A subcontractor (independent contractor) can work for others, can often set their own work hours, and often provides their own tools. On the other hand, you have few reporting or tax responsibilities for independent contractors. The payroll responsibilities for an independent worker are significantly less than for an employee. Let’s look at some Pros and Cons.
What are independent contractors and employees?
You enter into a contract with an independent contractor to do a specific role or complete a specific task. Contractors may set their own hours and use their own tools. They may even work for more than one business. Since they are self-employed, you do not withhold taxes from their paychecks, they pay their own taxes. They also provide their own benefits/insurance.
An employee is hired by your business under an employment agreement. You withhold taxes from their wages, train them, pay employment taxes for them, and may provide benefits. Because of this, you have more control over your employees. You can dictate what they work on and when they work.
How do 1099s and W2s play into this?
Simply put, W2s and 1099s are two separate tax forms for two different types of workers. If you are independent contractor you get a 1099 form. If you are an employee you receive a W2. As a W-2 employee, you have payroll taxes automatically taken out of your paycheck, and then they are paid to the government through your employer. If you are a contractor you are responsible for calculating your own payroll taxes, and then submitting tax payments to the government on a quarterly basis. The independent contractor tax rate is 15.3%, and that includes Social Security and Medicare. But it is a little more complicated than this. Income up to $118,500 is subject to Social Security, and all your income is subject to Medicare taxes.
Should independent contractors receive a 1099 when their income is $600 or more in a year? Yes. You can find both forms on the IRS website and they must be submitted by the January 31st deadline.
The vast majority of businesses hire traditional employees, also known as W-2 employees. In this relationship, the employer provides the employee all the necessary tools, equipment, and supplies to do the job. Typically, the employee is required to work set hours and days as determined by the company. The relationship is intended to be permanent or semi-permanent, not temporary.

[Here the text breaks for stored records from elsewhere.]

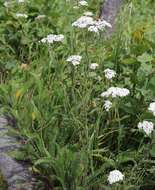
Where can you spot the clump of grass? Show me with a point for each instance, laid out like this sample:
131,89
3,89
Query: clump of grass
3,184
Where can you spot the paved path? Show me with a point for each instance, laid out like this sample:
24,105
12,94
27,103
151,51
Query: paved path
16,175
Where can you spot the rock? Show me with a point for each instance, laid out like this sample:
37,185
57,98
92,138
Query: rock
16,174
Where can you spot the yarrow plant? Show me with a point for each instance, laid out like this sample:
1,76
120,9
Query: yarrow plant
83,3
83,22
152,108
91,24
146,126
109,73
115,176
115,92
107,105
93,66
74,59
88,13
51,38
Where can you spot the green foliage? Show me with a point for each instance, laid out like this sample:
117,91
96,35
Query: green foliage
69,138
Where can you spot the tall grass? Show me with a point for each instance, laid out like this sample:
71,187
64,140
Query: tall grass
70,139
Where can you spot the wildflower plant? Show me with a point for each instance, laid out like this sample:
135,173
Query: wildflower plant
84,102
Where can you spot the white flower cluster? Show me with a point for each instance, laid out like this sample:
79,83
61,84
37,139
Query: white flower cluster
83,3
146,126
21,15
107,105
88,13
93,66
152,108
83,22
74,59
115,176
20,1
51,38
109,73
87,21
115,92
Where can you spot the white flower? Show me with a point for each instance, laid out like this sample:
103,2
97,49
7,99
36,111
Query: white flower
146,126
93,66
115,92
75,7
51,38
20,1
21,15
88,13
115,176
83,3
39,17
99,26
74,59
109,73
152,108
107,105
83,22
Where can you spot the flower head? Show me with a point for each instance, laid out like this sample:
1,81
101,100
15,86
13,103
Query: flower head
83,22
74,59
39,17
109,73
83,3
107,105
115,92
152,108
115,176
51,38
20,1
21,15
146,126
93,66
98,26
88,13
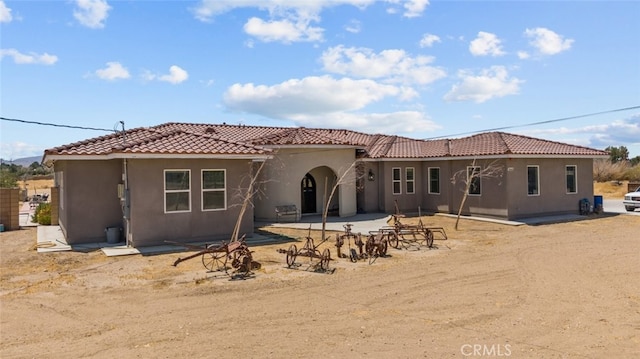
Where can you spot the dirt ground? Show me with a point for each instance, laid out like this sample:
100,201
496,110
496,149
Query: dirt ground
565,290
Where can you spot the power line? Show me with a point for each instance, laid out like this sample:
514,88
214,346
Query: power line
537,123
55,125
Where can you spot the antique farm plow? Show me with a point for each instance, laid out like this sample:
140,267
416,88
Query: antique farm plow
374,246
318,260
412,235
223,257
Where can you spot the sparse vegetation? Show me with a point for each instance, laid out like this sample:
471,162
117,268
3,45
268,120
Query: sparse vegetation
42,214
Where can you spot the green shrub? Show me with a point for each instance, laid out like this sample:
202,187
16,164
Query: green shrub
632,173
42,214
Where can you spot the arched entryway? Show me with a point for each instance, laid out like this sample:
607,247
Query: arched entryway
308,190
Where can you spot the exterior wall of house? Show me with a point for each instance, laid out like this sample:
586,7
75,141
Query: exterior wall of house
150,225
492,200
437,201
280,181
369,197
553,197
407,202
88,201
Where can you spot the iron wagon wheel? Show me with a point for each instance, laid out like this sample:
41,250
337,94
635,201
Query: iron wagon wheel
382,247
292,252
214,261
324,261
353,255
429,235
370,246
244,262
393,239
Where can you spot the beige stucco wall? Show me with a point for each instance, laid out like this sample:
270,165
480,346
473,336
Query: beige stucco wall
280,181
149,225
437,202
553,197
407,202
10,208
88,200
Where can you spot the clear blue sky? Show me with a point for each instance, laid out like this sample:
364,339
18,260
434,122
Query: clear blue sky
420,68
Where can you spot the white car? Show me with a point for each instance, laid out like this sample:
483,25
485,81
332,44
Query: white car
632,200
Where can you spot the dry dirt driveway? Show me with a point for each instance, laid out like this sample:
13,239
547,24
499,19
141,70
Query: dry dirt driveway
566,290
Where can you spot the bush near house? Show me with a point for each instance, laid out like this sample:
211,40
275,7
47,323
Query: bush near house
42,214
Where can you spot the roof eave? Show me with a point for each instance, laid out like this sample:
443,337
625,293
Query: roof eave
111,156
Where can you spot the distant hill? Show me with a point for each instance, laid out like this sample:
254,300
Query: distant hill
25,161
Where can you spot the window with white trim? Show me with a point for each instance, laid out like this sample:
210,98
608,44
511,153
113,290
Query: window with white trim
396,180
473,175
214,190
410,179
533,180
571,172
434,180
177,191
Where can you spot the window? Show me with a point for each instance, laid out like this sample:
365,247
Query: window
410,179
533,180
214,191
177,191
572,179
434,180
473,175
396,181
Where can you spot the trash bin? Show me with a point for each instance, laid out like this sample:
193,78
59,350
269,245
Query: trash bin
598,204
113,234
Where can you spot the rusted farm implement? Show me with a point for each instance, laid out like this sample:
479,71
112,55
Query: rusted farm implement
412,236
354,255
311,251
223,257
375,246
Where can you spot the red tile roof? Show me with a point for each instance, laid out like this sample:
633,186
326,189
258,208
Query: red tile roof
201,139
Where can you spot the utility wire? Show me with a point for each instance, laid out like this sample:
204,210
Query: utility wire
537,123
398,140
56,125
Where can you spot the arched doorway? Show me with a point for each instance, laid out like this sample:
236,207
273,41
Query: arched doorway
308,191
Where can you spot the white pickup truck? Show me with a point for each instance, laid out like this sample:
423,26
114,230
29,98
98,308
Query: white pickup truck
632,200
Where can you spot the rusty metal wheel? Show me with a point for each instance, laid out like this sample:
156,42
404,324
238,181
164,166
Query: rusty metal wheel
370,246
353,255
429,239
393,239
215,261
292,252
382,247
324,261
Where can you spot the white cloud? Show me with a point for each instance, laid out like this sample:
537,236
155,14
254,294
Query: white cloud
284,30
176,75
113,71
18,149
310,96
290,21
623,132
428,40
31,58
354,26
490,83
547,42
388,65
486,44
401,122
5,13
92,13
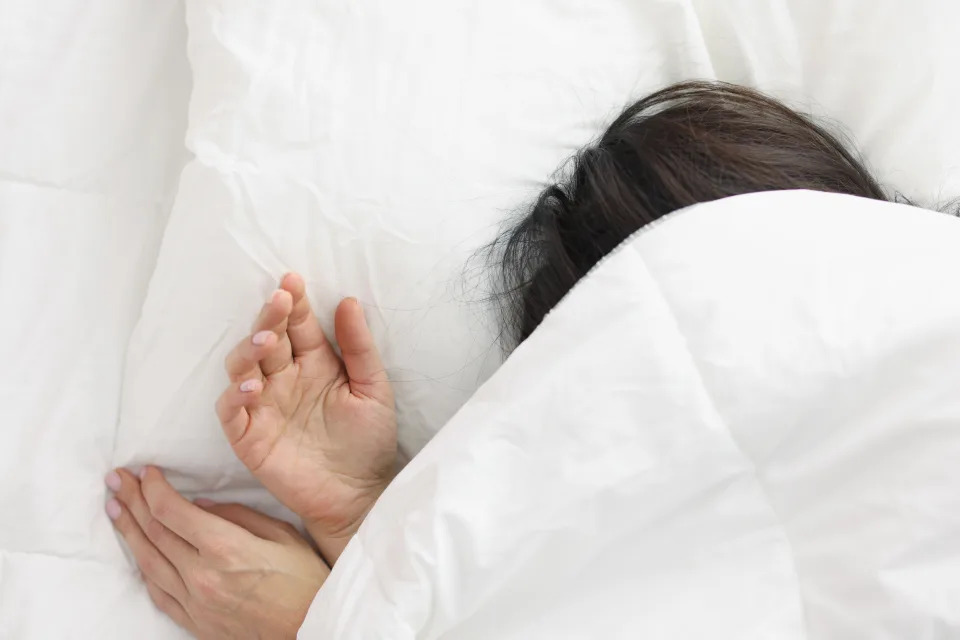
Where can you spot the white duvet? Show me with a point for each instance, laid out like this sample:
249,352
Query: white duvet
743,424
374,146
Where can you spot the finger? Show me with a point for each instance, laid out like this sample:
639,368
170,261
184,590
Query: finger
194,525
259,524
273,317
243,361
235,405
360,356
169,605
306,337
152,563
172,546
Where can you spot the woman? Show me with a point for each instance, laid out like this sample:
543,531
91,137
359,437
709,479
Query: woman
319,431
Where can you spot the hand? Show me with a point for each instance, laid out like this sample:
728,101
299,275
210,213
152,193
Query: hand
223,571
319,432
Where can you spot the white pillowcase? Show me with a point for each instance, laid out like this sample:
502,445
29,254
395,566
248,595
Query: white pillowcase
376,147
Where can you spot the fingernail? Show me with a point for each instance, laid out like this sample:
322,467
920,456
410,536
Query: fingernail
250,385
113,509
113,481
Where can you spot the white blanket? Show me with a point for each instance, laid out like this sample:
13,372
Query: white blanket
743,424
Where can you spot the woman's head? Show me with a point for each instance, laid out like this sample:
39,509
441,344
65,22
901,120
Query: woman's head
690,143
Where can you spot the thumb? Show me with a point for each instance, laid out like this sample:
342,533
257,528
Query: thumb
259,524
360,356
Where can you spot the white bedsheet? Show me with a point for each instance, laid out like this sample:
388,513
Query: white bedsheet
92,113
427,123
742,425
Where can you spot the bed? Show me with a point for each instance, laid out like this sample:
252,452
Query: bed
165,163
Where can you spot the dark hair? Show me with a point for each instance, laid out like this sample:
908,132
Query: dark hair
690,143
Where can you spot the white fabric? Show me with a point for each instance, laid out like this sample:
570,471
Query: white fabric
373,145
377,147
93,101
743,424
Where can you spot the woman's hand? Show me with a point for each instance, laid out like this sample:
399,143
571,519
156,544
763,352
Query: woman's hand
221,571
320,432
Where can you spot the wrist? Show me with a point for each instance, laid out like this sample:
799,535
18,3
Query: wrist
332,532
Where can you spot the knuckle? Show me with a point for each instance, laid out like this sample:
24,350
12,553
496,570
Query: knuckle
222,549
154,530
207,585
150,564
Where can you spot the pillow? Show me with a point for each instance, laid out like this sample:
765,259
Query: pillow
378,147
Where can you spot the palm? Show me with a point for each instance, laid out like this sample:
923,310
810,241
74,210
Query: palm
318,447
319,432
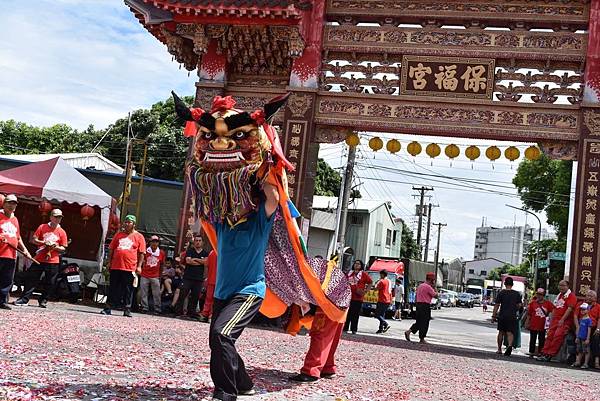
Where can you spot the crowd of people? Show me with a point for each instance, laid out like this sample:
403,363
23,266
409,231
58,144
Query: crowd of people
566,326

The IRS looks at 3 categories to determine the degree of control or independence in your relationship with your worker:
- Behavioral - Do you control (or have the right to control) what the worker does and how they do their job
- Financial - Are the business aspects of the workers job controlled by the payer (these include things like how the worker is paid, whether expenses are reimbursed, who provides supplies)?
- Type of Relationship - Are there written contracts or employee type benefits (insurance, vacation)? Is the relationship permanent? Is the work that is performed a key aspect to the business?
A little bit about Misclassification fines through the IRS:
- Make sure you define employee or independent contractor correctly based on the information I gave you. It can have costly financial penalties and no one wants unexpected costs.
- If you misclassify, you are not paying unemployment or any other taxes on your workers when you really should be, and they are not covered with workers compensation and unemployment insurance when you are required to pay that for employees.
- If you are found to have misclassified, you will likely have to repay all of those taxes and benefits that you weren’t paying before.
Common financial penalties:
- Reimbursement for wages like overtime and minimum wage
- Back taxes and penalties for federal and state income taxes, Social Security, Medicare, unemployment insurance
- Providing health insurance, retirement, etc.